The letter was titled “Darwin among the machines”, and it was published in The Press newspaper in Christchurch (download link). This wasn’t some editorial page about farming tools. The guy actually claimed that machines would evolve faster than humans and eventually become our masters. Yep, he predicted AI doom 161 years before ChatGPT could even predict the next best word.
Butler wasn’t a scientist though.
He wasn’t an inventor even.
He herded sheep.
But somehow, he saw that something was coming. His letter talked about the fact that machines were evolving just like biological species. He compared mechanical development to Darwin’s theory of natural selection. He basically said that machines would outcompete humans because they evolve faster. Butler wrote, “We are ourselves creating our own successors.” That’s not poetic. That’s a warning. He believed that with every new invention, we were handing over control to machines.
At the time, the most advanced tech wasn’t AI.
It wasn’t even electricity.
It was steam engines, mechanical gears, and Charles Babbage’s Analytical Engine – that was a giant, gear-filled calculator that was so complicated, that no one even finished building it during Babbage’s lifetime.
This was the 1860s version of futuristic tech.
It couldn’t think.
It couldn’t adapt.
It couldn’t even function without someone cranking a handle. But Butler didn’t care. He believed machines were already on an evolutionary path. To him, size didn’t matter. Complexity did.
Butler didn’t stop with predictions though.
He suggested humans that would become like caretakers for machines, just as we domesticated animals. In his words, “Man will have become to the machine what the horse and the dog are to man” First, we build them. Then we maintain them. Eventually, we serve them. Butler thought it was only a matter of time before machines would treat us like pets, useful, but ultimately replaceable.
He didn’t think that machines would be evil. He didn’t think they would rise up with guns and lasers. He thought that they would quietly take over because we would become dependent. We would hand over power without even realizing it. “Day by day,” he wrote, “we are becoming more subservient to them.” Not through war. Through convenience.
Not very far from the truth innit?
Butler expanded on these ideas in his 1872 book, Erewhon. (apparently that is an annagram of the word ‘nowhere’ – had to look that up). In that he spoke of a fictional society, where people banned machines entirely. They destroyed any machine the people invented in the previous 300 years. Why did they do that? They believed that the machines could evolve consciousness. They weren’t scared of robots with guns. They were scared of machines that could think.
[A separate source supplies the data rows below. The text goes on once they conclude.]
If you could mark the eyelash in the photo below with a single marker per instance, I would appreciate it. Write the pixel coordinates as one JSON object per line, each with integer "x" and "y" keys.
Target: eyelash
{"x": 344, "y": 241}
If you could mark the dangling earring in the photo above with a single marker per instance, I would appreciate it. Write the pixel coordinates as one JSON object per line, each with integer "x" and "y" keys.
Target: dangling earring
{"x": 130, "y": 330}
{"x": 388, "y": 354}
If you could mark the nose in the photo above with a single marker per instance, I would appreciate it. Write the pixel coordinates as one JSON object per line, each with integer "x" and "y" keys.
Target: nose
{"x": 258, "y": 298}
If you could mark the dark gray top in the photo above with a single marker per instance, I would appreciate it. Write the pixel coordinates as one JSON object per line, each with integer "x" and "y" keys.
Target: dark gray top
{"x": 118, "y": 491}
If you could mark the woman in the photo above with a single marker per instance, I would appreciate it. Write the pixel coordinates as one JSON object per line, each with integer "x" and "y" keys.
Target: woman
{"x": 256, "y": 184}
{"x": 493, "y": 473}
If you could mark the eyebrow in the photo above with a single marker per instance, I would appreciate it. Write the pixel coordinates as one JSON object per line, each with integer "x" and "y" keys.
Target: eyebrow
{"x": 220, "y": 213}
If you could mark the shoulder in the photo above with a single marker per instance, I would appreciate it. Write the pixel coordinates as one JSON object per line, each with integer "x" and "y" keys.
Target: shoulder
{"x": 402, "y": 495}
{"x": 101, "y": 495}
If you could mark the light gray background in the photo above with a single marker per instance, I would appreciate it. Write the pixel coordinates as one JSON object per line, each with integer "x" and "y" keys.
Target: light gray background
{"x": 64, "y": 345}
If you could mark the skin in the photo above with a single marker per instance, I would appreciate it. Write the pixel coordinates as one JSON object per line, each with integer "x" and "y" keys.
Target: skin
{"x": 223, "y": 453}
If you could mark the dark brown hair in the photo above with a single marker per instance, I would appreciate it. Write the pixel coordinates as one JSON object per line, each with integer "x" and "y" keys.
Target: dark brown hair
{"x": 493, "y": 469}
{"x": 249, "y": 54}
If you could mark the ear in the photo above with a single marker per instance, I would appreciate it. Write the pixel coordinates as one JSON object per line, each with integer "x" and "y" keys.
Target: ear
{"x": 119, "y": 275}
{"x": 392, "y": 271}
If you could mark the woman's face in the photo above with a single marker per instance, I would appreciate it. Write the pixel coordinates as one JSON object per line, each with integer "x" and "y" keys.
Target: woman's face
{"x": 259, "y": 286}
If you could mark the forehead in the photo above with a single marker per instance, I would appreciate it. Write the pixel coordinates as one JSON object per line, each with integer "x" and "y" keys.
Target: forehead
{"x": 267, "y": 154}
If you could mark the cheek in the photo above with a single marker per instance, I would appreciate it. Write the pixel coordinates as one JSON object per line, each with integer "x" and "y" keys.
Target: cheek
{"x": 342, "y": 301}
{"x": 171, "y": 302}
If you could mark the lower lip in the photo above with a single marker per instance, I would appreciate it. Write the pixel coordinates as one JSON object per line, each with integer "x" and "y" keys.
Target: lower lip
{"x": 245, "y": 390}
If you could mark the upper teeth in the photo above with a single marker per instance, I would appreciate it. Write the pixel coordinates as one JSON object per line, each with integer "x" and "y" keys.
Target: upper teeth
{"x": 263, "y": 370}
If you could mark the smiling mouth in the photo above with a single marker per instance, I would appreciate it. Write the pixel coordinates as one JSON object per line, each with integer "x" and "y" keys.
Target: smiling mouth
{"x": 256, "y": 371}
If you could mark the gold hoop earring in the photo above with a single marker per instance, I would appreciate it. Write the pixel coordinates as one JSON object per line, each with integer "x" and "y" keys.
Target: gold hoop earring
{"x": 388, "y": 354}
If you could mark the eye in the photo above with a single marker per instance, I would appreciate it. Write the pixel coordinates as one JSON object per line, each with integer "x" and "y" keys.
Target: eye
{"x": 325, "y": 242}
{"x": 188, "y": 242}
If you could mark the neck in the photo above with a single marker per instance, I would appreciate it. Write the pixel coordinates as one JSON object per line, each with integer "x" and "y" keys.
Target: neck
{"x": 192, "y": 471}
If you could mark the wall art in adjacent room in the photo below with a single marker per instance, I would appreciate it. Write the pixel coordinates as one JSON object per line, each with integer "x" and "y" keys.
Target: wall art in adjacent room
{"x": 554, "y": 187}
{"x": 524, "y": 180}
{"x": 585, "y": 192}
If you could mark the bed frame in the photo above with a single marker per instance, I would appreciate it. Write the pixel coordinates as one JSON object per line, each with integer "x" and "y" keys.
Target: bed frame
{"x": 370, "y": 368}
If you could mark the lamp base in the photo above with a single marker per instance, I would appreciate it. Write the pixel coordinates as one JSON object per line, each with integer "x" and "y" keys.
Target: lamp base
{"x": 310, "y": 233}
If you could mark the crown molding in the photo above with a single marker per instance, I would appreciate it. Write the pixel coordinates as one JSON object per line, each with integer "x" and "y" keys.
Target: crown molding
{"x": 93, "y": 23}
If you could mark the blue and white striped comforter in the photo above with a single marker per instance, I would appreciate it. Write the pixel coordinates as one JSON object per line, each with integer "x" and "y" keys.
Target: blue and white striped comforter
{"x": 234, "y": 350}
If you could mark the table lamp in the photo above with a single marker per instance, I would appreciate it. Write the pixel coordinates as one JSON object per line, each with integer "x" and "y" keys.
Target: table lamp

Now that’s what I call foresight.
But at the time, people didn’t know what to make of Butler. Some thought he was mocking Darwin. He wasn’t. He wrote to Darwin himself, and said that he loved On the Origin of Species.
He wasn’t anti-science.
He was anti-complacency.
He believed that humanity’s biggest mistake would be trusting machines too much.
And he wasn’t wrong.
Fast forward to now
AI is everywhere. We have left the calculators and steam engines in museums. Now we have got language models, image generators, deepfake tech, and algorithms that decide what you see online. Machines process data, and they make decisions nowadays (read my article about it). They follow commands, and they predict what you will do next.
Exactly what Butler feared.
AI panic hit hard in 2024, when OpenAI released GPT-4o, and suddenly, everyone was talking about “power-seeking behavior” in machines. Researchers signed open letters warning about AI risks. Some even called for a global pause on AI development. Governments got involved. Tech CEOs testified in front of Congress.
Those are the same fears that Butler wrote about in 1863. The only difference is that it is now front-page news.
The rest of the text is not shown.